CHRISTINE KOHNKE-LÖBERT / Text / Fotos Früher fuhr sie immer sonntags mit dem Auto in den Wald, um einen Spaziergang zu machen. Heute geht sie dazu nur noch ein paar Schritte vor die Tür – und das jeden Tag und zu jeder Jahreszeit: Caroline Rothe ist Wald- und Naturpädagogin, und wenn sie einmal keine Gruppe zu führen hat, dann macht sie es sich nicht etwa zu Hause auf dem Sofa bequem, sondern geht auf eigene Faust waldwärts. »Es gibt so viel zu sehen und zu lernen«, sagt sie. »Heute habe ich ein Kuckucksei gefunden und gelesen, dass das Kuckucksweibchen sich einen Wirtsvogel sucht, an den sie ihre Eier anpasst. So können Kuckuckseier ganz verschieden aussehen«. Am hannoverschen Stadtrand aufgewachsen verschlägt es die junge Frau nach ihrer Heirat in die Heide. Die ländliche Ruhe stört sie als junge Mutter nicht, denn mit ihren Söhnen holt sie nach, was sie selbst als Kind gerne getan hätte: Sie erkundet Wald und Flur. »Mit Kindern draußen sein, das ist einfach toll. Die Jungs mussten ständig in den Wald, aber sie fanden das ok«, erinnert sie sich. Zudem gestaltet die Bilderbuchillustratorin, die in Bad Bevensen lebt, Plakate und Bücher – ein einsamer Job. »Man sitzt alleine an seinem Schreibtisch und ist glücklich in seiner Phantasiewelt.« Als die Jungs sieben und acht Jahre alt sind, möchte sie sie bei den Pfadfindern anmelden. Aber es gibt keine Gruppe in der Region. Also gründet Caroline Rothe selbst eine. »Ich dachte, ich steige als Provisorium ein, aber dann wurden Jahre daraus. Es war eine wahnsinnig tolle Zeit«, erinnert sie sich. »Meinen Stamm gibt es heute noch. Die ‚Kinder der ersten Stunde' sind ja jetzt längst erwachsen. Aber sie treffen sich einmal im Jahr und gehen auf Fahrt. Die gemeinsame Zeit hat zusammengeschweißt.« Die Pfadfinder sind es auch, die bei Caroline den Wunsch nach mehr Naturpädagogik wecken. Ein Tipp von einem ihrer Pfadfinder-Väter bringt sie auf den passenden Weg. Der Förster schlägt eine Ausbildung bei den Niedersächsischen Landesforsten vor, denn Waldpädagogen in der Umweltbildung sind gesucht. Also setzt sich Caroline Rothe acht Monate lang auf den Hosen- anstatt auf den Waldboden und macht sich anschließend selbstständig. Weil die Waldpädagogik ein Sommerberuf ist, arbeitet sie außerdem als Tagesmutter und im Waldkindergarten Grünhagen.

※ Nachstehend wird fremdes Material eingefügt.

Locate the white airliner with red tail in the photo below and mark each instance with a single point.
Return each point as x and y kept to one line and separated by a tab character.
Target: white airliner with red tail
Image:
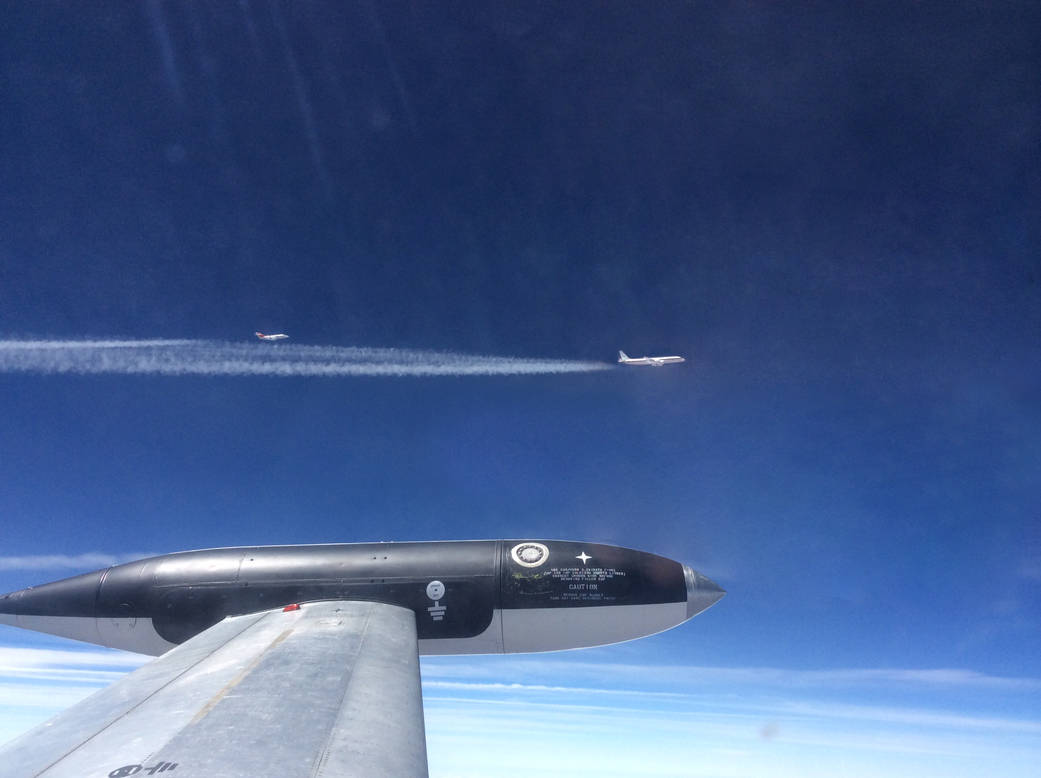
654	361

Zeit für die Hängematte bleibt viel zu selten: Caroline Rothe in ihrem Garten.

In der Naturpädagogik greift Caroline Rothe Themen auf, die an sie heran getragen werden, und bietet darüber hinaus feste Aktionen an. Ein Thema ist derzeit sehr gefragt: der Wolf. »Ich möchte Kindern und Erwachsenen ein korrektes Bild vermitteln«, sagt sie. Warum muss der Mensch keine Angst haben, da doch Märchen und Geschichten voll vom bösen Wolf als Feind des Menschen sind? »Rotkäppchen lügt leider. Aber man brauchte ein solches Bild, um die Vertreibung und Ausrottung des Wolfes begründen zu können. Mit diesem Bild wurden die Inhalte transportiert«, erläutert sie. »Der Mensch ist jedoch kein Beutetier des Wolfes. Er ist groß und gleicht für den Wolf einem Bären, vor dem er Angst hat.« Aber auch die kleinen Tiere haben es der Naturpädagogin angetan. Mit Kindern baut sie Insektenhotels, der Kursus geht über vier Tage. »Etwas mit den eigenen Händen zu bauen und dabei zu lernen, das ist eine tolle Kombination«, sagt sie. Denn indem sich die Kinder mit den einzelnen Handgriffen und Materialien wie Lehm, hohlen Stängeln und Ziegelstein beschäftigen, kommen Fragen auf – und wer fragt, der interessiert sich. Was unterscheidet eine Wildbiene von der Honigbiene? Wo wohnt die Zweifarbige Mauerbiene und was hat die Zauneidechse mit dem Gartenzaun zu tun? »Die Kinder gehen als kleine Spezialisten nach Hause und manchmal melden sie sich wieder und erzählen, was sie in ihrem Hotel beobachtet haben«, freut sie sich.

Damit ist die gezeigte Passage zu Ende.